The company set out five key strategic objectives: driving digital growth; becoming more international; growing the TV channels business; increasing investment in new content; and developing a more direct connection with consumers. It will continue to invest in BBC and indie-produced content and to take minority stakes in indies to further these aims, it said.
Worldwide said there has been a particular focus on Australia and the US although programme sales revenue and profit declined in the latter. US sales and distribution revenues fell to £52 million from £67.5 million a year earlier while profit was £1.2 million compared with £4.8 million. Worldwide said the decrease was attributable to renegotiating coproduction agreements with Discovery following the sale of its share of Animal Planet last November.
Overall sales and distribution revenues and profit were, however, up as the EMEA and Asia Pacific figures lifted the total. Revenue increased to £230.5 million from £223.2 million and profit to £58.8 million from £51.6 million with Sherlock, Top Gear and Doctor Who cited as strong performers.
Worldwide’s channels division increased revenue to £312 million from £262.2 million a year earlier and profits to £40.1 million from £39.2 million. Profitability was up in Asia and the Americas, but declined in the EMEA region despite a healthy revenue increase, reflecting the absence of Worldwide’s share of Animal Planet profits.

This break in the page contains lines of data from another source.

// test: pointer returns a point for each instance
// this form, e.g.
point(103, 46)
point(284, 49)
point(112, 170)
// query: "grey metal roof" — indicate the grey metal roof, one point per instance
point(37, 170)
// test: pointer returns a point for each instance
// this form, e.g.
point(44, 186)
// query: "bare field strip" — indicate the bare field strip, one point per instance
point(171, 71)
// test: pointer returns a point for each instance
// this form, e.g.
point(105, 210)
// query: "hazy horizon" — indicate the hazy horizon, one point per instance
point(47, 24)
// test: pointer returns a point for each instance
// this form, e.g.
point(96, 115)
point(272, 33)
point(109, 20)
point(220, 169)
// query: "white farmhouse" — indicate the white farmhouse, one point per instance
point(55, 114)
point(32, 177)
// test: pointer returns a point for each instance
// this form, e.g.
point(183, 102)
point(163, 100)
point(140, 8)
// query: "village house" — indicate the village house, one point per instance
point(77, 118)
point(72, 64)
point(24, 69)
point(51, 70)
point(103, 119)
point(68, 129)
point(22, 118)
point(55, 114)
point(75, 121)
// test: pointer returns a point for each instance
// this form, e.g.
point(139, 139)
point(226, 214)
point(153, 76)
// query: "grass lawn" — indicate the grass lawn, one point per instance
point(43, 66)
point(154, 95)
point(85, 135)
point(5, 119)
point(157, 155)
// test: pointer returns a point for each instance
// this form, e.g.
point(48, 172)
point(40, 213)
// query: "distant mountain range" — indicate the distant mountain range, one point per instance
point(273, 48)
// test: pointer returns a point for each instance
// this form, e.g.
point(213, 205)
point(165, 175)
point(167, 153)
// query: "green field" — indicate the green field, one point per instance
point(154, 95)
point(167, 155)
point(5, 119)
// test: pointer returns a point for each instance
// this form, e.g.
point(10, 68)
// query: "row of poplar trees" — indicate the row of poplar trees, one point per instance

Orders for BBC Worldwide formats in France and India helped the company to drive a revenue increase at its Content & Production division, which reported sales of £102.8 million compared with £94.2 million a year earlier. Profit slipped to £7.6 million from £17.6 million a year earlier with Worldwide blaming increased costs associated with the US version of its hit format Dancing with the Stars, which is on the ABC network, and the cost of setting up its new LA-based production facility.